Wednesday, September 22, 2021

Just camping out in our tents


     Not only is today the first full day of fall (yay!), but this week also celebrates Sukkot or Feasts of Tabernacles September 20-27 on the Jewish calendar. It was a feast that Jesus, Paul, and the early church celebrated.

    Chapter 23 of Leviticus ends with explaining the Feast of Tabernacles, which memorializes the 40 years of wandering before entering the Promised Land. However, there is also a New Testament fulfillment as we look forward to putting aside our earthly “tabernacles” of our physical bodies.
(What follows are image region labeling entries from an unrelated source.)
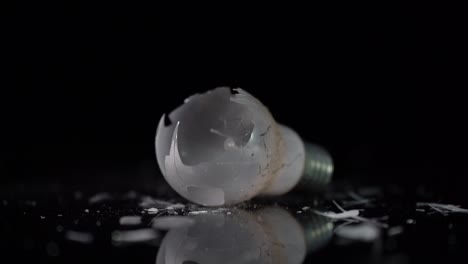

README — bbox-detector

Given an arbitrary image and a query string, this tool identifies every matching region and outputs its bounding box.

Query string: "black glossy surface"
[0,179,468,263]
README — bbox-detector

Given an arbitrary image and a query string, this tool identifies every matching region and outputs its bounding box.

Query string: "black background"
[0,2,468,199]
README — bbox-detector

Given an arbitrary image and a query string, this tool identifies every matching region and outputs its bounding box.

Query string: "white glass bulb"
[155,207,333,264]
[155,87,332,206]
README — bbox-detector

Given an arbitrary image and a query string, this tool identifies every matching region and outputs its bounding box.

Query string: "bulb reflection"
[156,207,333,264]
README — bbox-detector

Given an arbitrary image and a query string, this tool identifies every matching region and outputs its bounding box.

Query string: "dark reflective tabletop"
[0,179,468,264]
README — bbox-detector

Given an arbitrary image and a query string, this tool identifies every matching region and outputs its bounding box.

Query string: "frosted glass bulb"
[155,87,333,206]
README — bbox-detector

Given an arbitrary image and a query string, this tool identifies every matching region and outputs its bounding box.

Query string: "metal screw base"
[297,143,333,191]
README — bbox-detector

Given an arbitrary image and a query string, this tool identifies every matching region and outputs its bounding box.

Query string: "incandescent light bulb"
[155,87,333,206]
    In 2 Peter 1:13-14, Peter refers to our bodies as a tabernacle (or tent). “Yes, I think it is right, as long as I am in this tent (tabernacle, KJV), to stir you up by reminding you, knowing that shortly I must put off my tent, just as our Lord Jesus Christ showed me.” (NKJV)

    The Apostle John also used the verb form of this word when he explained that Jesus, the Word, “tabernacled” among us. “And the Word became flesh and pitched his tent among us,” (Revised English Version). John again used tabernacles to look forward in Revelation 7:15, 21:3, when God will “tabernacle” or dwell with humanity.

    Paul also carries forward this analogy in 2 Corinthians 5:1-5, comparing our earthly tent to an eternal house:

    “For we know that if our earthly house, this tent, is destroyed, we have a building from God, a house not made with hands, eternal in the heavens. 2 For in this we groan, earnestly desiring to be clothed with our habitation which is from heaven, 3 if indeed, having been clothed, we shall not be found naked. 4 For we who are in this tent groan, being burdened, not because we want to be unclothed, but further clothed, that mortality may be swallowed up by life. 5 Now He who has prepared us for this very thing is God, who also has given us the Spirit as a guarantee.

    The point? Twice in the last week, I’ve spoken with unbelievers who question God’s goodness because of the world’s badness. COVID, hurricanes in the Gulf, earthquakes in Haiti, fires in California, none of these are surprises to God. But as Rick Warren says on Day 6 of The Purpose Driven Life, “Life on earth is a temporary assignment.”  

    Or as Jesus said, “In the world you will have tribulation; but be of good cheer, I have overcome the world.” (John 16:33)

    This is not our home, we are aliens, pilgrims, strangers. We are just camping out in our tents, waiting for our house to be built!